13. Het beroep zal ongegrond worden verklaard. Voor een proceskostenveroordeling bestaat geen aanleiding.

Beslissing

Het beroep is ongegrond.
Deze uitspraak is gedaan op door mr. S.A. Steinhauser, in aanwezigheid van mr. I. Boland, op 24 juli 2020. Als gevolg van maatregelen rondom het coronavirus is deze uitspraak niet uitgesproken op een openbare uitsprakenzitting.
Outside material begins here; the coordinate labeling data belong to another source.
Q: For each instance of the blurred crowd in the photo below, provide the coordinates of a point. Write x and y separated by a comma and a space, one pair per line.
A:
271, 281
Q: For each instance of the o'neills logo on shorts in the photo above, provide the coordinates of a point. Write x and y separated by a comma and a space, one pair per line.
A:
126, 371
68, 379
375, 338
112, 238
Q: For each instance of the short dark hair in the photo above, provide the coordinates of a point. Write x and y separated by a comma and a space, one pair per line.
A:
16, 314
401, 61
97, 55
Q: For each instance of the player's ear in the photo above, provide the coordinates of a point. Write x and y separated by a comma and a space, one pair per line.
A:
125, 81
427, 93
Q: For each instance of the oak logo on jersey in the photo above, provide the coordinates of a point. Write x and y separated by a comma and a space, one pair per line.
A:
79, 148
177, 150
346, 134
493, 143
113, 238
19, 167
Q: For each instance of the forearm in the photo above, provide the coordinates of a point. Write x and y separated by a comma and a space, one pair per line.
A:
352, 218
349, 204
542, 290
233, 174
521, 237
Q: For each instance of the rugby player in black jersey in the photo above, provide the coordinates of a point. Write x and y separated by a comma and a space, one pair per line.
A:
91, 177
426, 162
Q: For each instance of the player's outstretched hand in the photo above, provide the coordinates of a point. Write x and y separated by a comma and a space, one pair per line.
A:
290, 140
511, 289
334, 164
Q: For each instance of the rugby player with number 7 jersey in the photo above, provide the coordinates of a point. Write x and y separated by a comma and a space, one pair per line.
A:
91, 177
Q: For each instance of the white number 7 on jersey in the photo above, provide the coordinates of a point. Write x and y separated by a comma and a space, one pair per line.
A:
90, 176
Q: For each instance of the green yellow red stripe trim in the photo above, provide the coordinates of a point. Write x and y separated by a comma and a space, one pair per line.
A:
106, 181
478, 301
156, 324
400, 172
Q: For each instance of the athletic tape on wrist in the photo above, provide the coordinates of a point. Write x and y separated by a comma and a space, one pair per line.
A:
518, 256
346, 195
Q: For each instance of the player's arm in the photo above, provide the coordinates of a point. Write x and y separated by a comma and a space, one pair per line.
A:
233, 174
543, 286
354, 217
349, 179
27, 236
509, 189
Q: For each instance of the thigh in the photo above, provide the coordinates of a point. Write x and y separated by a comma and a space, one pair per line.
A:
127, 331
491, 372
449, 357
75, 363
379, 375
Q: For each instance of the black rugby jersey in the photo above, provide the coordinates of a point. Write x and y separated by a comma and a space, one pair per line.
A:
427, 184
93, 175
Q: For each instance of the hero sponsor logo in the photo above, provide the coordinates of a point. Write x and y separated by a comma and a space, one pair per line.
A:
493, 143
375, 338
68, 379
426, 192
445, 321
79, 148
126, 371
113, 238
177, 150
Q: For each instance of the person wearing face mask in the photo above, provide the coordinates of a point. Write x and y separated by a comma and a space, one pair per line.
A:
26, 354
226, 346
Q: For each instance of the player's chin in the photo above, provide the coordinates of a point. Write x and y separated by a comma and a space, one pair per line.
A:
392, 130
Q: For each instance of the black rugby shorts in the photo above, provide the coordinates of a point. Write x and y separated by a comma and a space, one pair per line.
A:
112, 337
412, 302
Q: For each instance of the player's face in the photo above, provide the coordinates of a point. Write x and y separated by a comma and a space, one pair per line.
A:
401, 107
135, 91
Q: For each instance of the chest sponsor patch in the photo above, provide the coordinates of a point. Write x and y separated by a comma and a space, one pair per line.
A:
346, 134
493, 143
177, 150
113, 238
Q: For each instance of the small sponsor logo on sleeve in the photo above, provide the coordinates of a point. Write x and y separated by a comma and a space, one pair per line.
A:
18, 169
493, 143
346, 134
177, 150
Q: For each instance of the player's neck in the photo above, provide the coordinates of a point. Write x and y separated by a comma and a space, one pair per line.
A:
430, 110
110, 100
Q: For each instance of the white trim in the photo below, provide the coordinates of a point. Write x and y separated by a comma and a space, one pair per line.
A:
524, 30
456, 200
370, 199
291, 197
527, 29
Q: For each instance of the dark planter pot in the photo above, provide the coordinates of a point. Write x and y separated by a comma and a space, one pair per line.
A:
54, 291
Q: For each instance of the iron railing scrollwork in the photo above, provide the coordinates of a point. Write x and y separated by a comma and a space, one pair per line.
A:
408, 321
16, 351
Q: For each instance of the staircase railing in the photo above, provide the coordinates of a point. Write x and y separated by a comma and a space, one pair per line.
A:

Zodra het openbaar uitspreken weer mogelijk is, wordt deze uitspraak, indien nodig, alsnog in het openbaar uitgesproken.
griffier rechter
Afschrift verzonden aan partijen op:

Rechtsmiddel

Tegen deze uitspraak kan binnen zes weken na de dag van verzending daarvan hoger beroep worden ingesteld bij de Centrale Raad van Beroep. Als hoger beroep is ingesteld, kan bij de voorzieningenrechter van de hogerberoepsrechter worden verzocht om het treffen van een voorlopige voorziening.